Foto: PNA (La Nación).
Lo confirmó el jefe de Salvamentos y Buceo de la Prefectura Naval Argentina, Adrián Wagner, quien indicó que la víctima no realizaba un bautismo, sino de una inmersión para titulación.
La búsqueda de la joven de 23 años desaparecida mientras realizaba una inmersión en el Golfo Nuevo suma nuevos detalles. El jefe de Salvamentos y Buceo de la Prefectura Naval Argentina, Adrián Wagner, confirmó que no se trataba de un bautismo de buceo, sino de una inmersión para titulación, lo que implica un nivel de experiencia superior.

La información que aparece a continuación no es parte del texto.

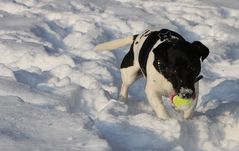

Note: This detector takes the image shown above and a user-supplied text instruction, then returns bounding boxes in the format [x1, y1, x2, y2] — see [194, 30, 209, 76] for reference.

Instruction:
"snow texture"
[0, 0, 239, 151]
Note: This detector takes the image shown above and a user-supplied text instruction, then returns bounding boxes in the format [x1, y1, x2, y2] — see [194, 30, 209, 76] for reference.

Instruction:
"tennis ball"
[173, 95, 193, 110]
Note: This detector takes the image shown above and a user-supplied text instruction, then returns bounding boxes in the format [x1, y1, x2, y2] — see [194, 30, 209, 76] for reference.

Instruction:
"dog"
[95, 29, 209, 119]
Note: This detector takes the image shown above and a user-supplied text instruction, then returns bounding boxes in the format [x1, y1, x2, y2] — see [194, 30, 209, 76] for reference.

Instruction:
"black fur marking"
[139, 31, 159, 76]
[139, 29, 150, 39]
[158, 29, 185, 41]
[120, 35, 138, 69]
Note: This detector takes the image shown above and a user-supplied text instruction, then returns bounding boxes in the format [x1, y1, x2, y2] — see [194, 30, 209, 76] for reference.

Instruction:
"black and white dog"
[95, 29, 209, 119]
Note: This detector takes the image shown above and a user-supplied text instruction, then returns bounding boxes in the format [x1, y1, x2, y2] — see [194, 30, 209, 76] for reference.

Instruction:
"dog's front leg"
[146, 88, 170, 119]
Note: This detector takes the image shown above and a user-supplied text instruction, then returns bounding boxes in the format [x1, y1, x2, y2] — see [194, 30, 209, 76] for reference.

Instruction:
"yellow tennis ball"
[173, 95, 193, 110]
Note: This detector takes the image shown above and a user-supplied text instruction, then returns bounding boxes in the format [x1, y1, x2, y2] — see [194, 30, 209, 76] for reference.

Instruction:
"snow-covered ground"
[0, 0, 239, 151]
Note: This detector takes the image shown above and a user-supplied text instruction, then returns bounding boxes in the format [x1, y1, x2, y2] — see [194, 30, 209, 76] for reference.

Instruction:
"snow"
[0, 0, 239, 151]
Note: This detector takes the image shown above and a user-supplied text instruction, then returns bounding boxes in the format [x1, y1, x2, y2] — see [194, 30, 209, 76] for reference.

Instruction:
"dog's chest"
[146, 51, 173, 95]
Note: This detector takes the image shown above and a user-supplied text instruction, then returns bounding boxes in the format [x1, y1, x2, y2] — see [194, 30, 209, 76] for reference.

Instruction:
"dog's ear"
[192, 41, 209, 61]
[153, 41, 172, 63]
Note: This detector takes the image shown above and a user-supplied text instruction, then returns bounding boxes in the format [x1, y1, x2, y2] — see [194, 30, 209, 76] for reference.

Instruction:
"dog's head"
[153, 40, 209, 98]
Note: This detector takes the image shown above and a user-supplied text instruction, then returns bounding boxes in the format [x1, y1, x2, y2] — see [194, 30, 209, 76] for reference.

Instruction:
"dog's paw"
[118, 95, 128, 103]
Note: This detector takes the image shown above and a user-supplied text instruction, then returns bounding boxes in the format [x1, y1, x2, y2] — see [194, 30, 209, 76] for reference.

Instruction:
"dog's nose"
[179, 88, 193, 99]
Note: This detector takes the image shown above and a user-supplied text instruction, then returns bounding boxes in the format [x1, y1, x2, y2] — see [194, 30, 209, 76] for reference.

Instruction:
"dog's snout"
[179, 88, 194, 99]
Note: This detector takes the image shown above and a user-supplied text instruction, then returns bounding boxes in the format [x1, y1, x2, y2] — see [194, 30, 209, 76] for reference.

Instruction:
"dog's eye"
[187, 66, 196, 71]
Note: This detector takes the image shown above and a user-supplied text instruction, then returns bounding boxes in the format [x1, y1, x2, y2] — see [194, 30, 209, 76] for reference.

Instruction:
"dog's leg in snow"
[145, 86, 170, 119]
[183, 82, 199, 119]
[119, 66, 141, 101]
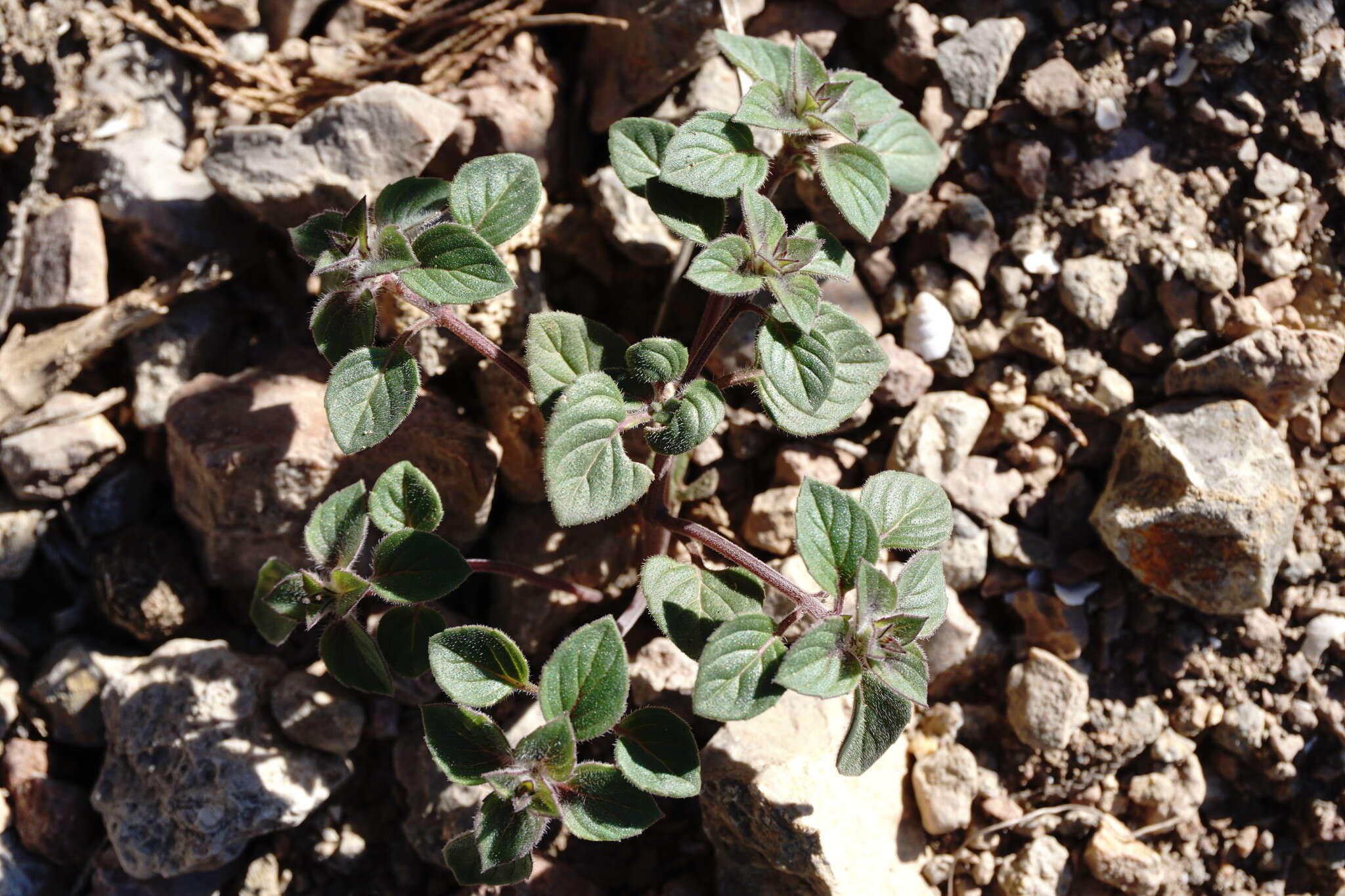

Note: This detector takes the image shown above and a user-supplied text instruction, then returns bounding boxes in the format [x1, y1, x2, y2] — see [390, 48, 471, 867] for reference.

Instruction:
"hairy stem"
[650, 513, 837, 619]
[467, 560, 607, 603]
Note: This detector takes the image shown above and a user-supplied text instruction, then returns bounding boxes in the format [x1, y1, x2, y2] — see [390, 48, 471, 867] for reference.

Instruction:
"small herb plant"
[252, 32, 952, 884]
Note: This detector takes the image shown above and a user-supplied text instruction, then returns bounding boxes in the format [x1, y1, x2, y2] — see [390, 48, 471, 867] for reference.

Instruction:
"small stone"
[1022, 58, 1088, 118]
[1091, 400, 1298, 614]
[1084, 815, 1165, 896]
[910, 744, 977, 837]
[13, 196, 108, 310]
[937, 19, 1028, 109]
[742, 485, 799, 557]
[0, 393, 127, 501]
[271, 672, 364, 756]
[888, 393, 990, 482]
[1007, 647, 1088, 750]
[1060, 255, 1126, 330]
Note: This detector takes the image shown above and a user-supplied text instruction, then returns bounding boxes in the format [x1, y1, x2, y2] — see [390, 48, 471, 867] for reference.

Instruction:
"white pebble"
[901, 293, 954, 362]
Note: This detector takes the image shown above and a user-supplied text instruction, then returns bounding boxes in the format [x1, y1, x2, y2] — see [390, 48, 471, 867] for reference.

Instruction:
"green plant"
[252, 32, 952, 884]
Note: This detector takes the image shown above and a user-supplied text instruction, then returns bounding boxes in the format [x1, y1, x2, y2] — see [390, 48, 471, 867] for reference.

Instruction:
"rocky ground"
[0, 0, 1345, 896]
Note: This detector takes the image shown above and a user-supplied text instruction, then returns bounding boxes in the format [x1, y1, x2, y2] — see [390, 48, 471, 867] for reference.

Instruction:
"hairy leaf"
[640, 555, 765, 660]
[378, 603, 448, 678]
[775, 616, 864, 697]
[686, 234, 762, 295]
[692, 612, 785, 721]
[538, 616, 631, 740]
[795, 479, 878, 597]
[304, 481, 368, 570]
[818, 144, 891, 239]
[561, 761, 663, 841]
[644, 380, 725, 454]
[308, 289, 378, 364]
[398, 223, 514, 305]
[429, 626, 529, 706]
[837, 672, 910, 777]
[615, 706, 701, 798]
[317, 616, 393, 697]
[757, 302, 888, 435]
[368, 461, 444, 532]
[543, 373, 653, 525]
[523, 312, 625, 416]
[372, 529, 471, 603]
[326, 348, 420, 454]
[607, 118, 676, 196]
[661, 112, 768, 198]
[446, 153, 542, 245]
[860, 109, 942, 194]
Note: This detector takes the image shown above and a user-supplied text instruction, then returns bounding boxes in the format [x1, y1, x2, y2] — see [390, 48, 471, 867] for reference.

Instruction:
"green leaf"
[326, 348, 420, 454]
[830, 68, 901, 127]
[733, 81, 808, 135]
[372, 529, 472, 603]
[248, 557, 299, 645]
[523, 312, 625, 416]
[860, 109, 942, 194]
[860, 470, 952, 551]
[514, 715, 576, 780]
[398, 223, 514, 305]
[793, 221, 854, 280]
[446, 153, 542, 245]
[659, 112, 768, 199]
[644, 180, 728, 246]
[542, 373, 653, 526]
[757, 302, 888, 435]
[756, 307, 828, 411]
[897, 551, 948, 638]
[871, 643, 929, 706]
[775, 616, 864, 697]
[378, 605, 448, 678]
[368, 461, 444, 532]
[818, 144, 891, 239]
[640, 555, 765, 660]
[607, 118, 676, 196]
[374, 177, 448, 231]
[538, 616, 631, 740]
[714, 28, 789, 89]
[421, 702, 512, 787]
[304, 481, 368, 570]
[561, 761, 663, 841]
[625, 336, 688, 383]
[444, 832, 533, 887]
[317, 616, 393, 697]
[686, 234, 762, 295]
[308, 289, 378, 364]
[644, 380, 725, 454]
[615, 706, 701, 798]
[692, 612, 785, 721]
[474, 794, 546, 868]
[289, 211, 349, 262]
[765, 274, 830, 333]
[429, 626, 529, 706]
[854, 560, 897, 631]
[837, 672, 910, 777]
[795, 479, 878, 597]
[361, 226, 417, 277]
[741, 190, 788, 258]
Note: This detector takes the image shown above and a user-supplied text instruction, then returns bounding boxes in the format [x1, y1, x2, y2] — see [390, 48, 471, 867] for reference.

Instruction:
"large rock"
[202, 83, 463, 227]
[93, 638, 351, 878]
[165, 368, 499, 587]
[701, 692, 936, 896]
[1091, 399, 1298, 614]
[1164, 326, 1345, 422]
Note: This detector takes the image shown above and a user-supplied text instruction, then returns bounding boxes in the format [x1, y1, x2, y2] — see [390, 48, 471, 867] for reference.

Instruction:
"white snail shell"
[901, 293, 952, 362]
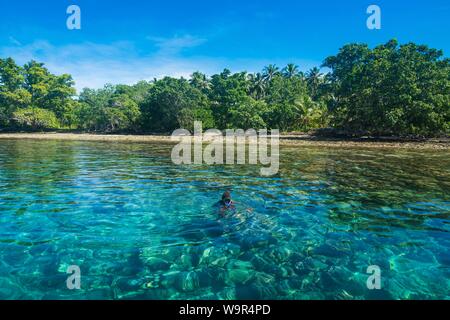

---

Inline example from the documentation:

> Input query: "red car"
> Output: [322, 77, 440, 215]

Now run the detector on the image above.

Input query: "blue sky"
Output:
[0, 0, 450, 89]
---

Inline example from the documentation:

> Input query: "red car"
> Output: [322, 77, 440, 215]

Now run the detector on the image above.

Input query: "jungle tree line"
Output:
[0, 40, 450, 136]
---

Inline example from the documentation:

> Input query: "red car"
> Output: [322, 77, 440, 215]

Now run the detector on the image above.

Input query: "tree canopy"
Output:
[0, 40, 450, 136]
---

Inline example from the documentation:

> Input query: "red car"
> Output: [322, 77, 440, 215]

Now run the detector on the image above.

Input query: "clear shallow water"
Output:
[0, 141, 450, 299]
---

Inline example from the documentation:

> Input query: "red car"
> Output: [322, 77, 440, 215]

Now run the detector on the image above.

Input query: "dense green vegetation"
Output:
[0, 40, 450, 136]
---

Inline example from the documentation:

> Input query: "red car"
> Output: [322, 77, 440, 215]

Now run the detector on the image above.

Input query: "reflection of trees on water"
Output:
[282, 149, 450, 231]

“El buceo de bautismo es el primer escalón y se hace a menor profundidad. Acá no se estaba haciendo un bautismo. A esta profundidad es un buceo para obtener una titulación por una entidad reconocida”, explicó Wagner. La zona, ubicada frente a Puerto Madryn, está habilitada y corresponde a un buque hundido especialmente preparado para este tipo de prácticas, con profundidades que oscilan entre los 20 y 25 metros, dependiendo de la marea.
Respecto al estado del resto del grupo, el prefecto aclaró que los buzos que realizaron la inmersión no fueron hospitalizados. “Cumplieron con el protocolo y ascendieron siguiendo las tablas de buceo. La única persona que requirió atención médica fue un instructor que bajó reiteradas veces para intentar buscarla y consumió más botellones de los previstos”, detalló.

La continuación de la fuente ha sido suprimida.